Kurzum: Vor allem dort, wo Frauen viel Teilzeit arbeiten und aufstocken könnten, sind die bezahlten Löhne schlecht. In den meisten Fällen treffen diese Frauen auch Kinderbetreuungspflichten. Und auch das kostet.

Ein Beispiel: Eine Kassiererin im Handel, die schon mehrere Jahre Erfahrung hat und nicht geringfügig arbeitet, also Sozialversicherung zahlen muss, verdient aktuell pro Stunde um die zwölf Euro netto. Das dreizehnte und vierzehnte Monatsgehalt sind hier eingerechnet. Würde sie um zehn Stunden in der Woche aufstocken, von ihren aktuell 25 Stunden, blieben ihr 120 Euro in der Woche mehr.

Kinderbetreuung kostet extra

Bloß: Wer Kinder zu betreuen hat, wird sich Hilfe nehmen müssen, außer Arbeitszeiten sind immer von neun bis 17 Uhr, was aber gerade im Handel oft nicht der Fall ist. Selbst Wiener Kindergärten sind im Regelfall nur bis 17.30 geöffnet, und auf dem Land ist es sowieso noch einmal anders. Dazu kommt, dass bei zwei Personen im Haushalt, die Vollzeit arbeiten, auch die Chancen hoch sind, dass jemand für die Reinigung gesucht werden muss. 120 zusätzlich verdiente Euro sind da schnell weg.

Nun gibt es auch den Einwand, dass auch der Staat gefräßig ist: Tatsächlich knabbert er sich von jedem zusätzlich verdienten Euro etwas ab, in Form höherer Sozialversicherungsbeiträge und Steuern.

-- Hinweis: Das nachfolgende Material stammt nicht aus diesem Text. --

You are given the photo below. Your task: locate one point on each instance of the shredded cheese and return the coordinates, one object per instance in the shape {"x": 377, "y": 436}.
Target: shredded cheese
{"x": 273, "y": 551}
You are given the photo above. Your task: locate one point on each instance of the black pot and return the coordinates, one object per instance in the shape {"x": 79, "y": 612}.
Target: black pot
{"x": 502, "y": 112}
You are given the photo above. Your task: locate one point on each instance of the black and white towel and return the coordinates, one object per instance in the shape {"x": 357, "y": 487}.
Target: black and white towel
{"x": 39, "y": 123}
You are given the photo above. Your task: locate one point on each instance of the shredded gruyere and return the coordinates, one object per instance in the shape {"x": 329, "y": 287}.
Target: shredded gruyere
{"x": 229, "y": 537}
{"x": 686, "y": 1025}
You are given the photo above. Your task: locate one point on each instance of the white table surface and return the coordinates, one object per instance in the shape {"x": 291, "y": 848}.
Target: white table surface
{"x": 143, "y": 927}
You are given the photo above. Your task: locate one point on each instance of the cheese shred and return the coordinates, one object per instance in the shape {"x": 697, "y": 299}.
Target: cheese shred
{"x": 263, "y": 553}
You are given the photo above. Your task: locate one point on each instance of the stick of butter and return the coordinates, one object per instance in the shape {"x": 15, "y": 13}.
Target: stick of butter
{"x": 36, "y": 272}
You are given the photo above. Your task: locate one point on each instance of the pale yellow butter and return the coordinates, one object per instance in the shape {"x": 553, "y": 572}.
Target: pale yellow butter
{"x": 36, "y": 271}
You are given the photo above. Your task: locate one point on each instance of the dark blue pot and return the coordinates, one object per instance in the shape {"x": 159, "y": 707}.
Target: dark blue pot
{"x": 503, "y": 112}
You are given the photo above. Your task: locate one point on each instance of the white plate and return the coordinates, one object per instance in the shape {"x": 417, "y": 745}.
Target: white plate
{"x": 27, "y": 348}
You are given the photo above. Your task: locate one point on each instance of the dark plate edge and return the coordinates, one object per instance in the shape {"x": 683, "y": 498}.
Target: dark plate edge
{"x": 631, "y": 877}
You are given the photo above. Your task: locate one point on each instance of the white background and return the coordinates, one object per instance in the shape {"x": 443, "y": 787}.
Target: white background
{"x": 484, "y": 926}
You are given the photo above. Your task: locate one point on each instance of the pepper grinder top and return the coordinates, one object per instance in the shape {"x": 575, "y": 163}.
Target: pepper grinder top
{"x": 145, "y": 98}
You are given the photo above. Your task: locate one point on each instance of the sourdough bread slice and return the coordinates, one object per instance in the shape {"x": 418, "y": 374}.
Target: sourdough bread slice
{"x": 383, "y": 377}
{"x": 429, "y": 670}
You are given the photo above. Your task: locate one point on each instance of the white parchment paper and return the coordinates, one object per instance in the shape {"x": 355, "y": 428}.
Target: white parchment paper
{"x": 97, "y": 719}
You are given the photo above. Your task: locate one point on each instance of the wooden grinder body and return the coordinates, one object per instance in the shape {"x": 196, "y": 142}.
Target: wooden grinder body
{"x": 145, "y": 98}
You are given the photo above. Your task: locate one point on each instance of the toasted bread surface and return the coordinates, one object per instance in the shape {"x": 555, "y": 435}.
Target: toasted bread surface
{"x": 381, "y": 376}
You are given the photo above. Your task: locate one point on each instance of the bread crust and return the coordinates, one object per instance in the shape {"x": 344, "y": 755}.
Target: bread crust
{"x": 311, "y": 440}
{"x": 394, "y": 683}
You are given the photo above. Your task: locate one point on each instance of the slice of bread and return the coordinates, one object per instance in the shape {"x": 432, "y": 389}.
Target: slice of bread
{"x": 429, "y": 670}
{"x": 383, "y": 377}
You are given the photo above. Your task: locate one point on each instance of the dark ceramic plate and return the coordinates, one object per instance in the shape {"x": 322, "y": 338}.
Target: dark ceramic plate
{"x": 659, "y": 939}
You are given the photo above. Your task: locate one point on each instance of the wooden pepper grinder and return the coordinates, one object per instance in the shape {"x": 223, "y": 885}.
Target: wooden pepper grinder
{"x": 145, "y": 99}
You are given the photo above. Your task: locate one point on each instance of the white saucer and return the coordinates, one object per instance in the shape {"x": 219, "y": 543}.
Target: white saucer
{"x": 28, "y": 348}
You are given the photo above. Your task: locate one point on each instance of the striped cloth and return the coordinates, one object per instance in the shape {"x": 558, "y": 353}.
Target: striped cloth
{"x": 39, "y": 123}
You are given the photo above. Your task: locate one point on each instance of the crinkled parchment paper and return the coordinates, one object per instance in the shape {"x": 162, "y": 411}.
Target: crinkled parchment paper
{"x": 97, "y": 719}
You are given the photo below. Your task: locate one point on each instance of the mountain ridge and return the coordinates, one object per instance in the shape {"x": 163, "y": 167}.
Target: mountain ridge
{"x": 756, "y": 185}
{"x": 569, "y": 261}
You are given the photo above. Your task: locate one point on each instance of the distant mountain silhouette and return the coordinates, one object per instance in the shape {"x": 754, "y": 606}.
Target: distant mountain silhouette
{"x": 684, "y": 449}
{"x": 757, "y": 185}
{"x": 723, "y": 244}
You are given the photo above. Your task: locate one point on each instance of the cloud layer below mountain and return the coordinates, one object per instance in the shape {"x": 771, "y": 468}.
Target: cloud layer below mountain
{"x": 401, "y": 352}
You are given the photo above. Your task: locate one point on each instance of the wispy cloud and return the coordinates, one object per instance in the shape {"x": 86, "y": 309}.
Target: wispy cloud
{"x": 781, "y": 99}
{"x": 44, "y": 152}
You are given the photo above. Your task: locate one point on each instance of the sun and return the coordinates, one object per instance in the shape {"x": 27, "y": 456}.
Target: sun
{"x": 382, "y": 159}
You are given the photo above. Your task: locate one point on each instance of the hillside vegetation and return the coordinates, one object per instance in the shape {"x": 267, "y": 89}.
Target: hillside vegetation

In Österreich ist die Belastung von Arbeit im internationalen Vergleich besonders hoch. Allerdings gibt es hier eine Staffelung, wer viel verdient, zahlt viel mehr Steuern. Gerade bei jemandem, der etwas unterdurchschnittlich verdient und Kinder hat, ist der Betrag, der an den Staat abzuführen ist, gar nicht so hoch. Laut Industriestaatenorganisation OECD müssen etwa 20 Prozent von den gesamten zusätzlichen Arbeitskosten an den Staat abgeführt werden. Selbst wenn man diesen Prozentsatz halbiert, bliebe für die erwähnte Kassiererin netto kaum mehr als ein Euro für jede zusätzlich gearbeitet Stunde übrig. Jede Beschäftigte wird zweimal durchrechnen, ob sich das auszahlt. (András Szigetvari, 28.9.2023)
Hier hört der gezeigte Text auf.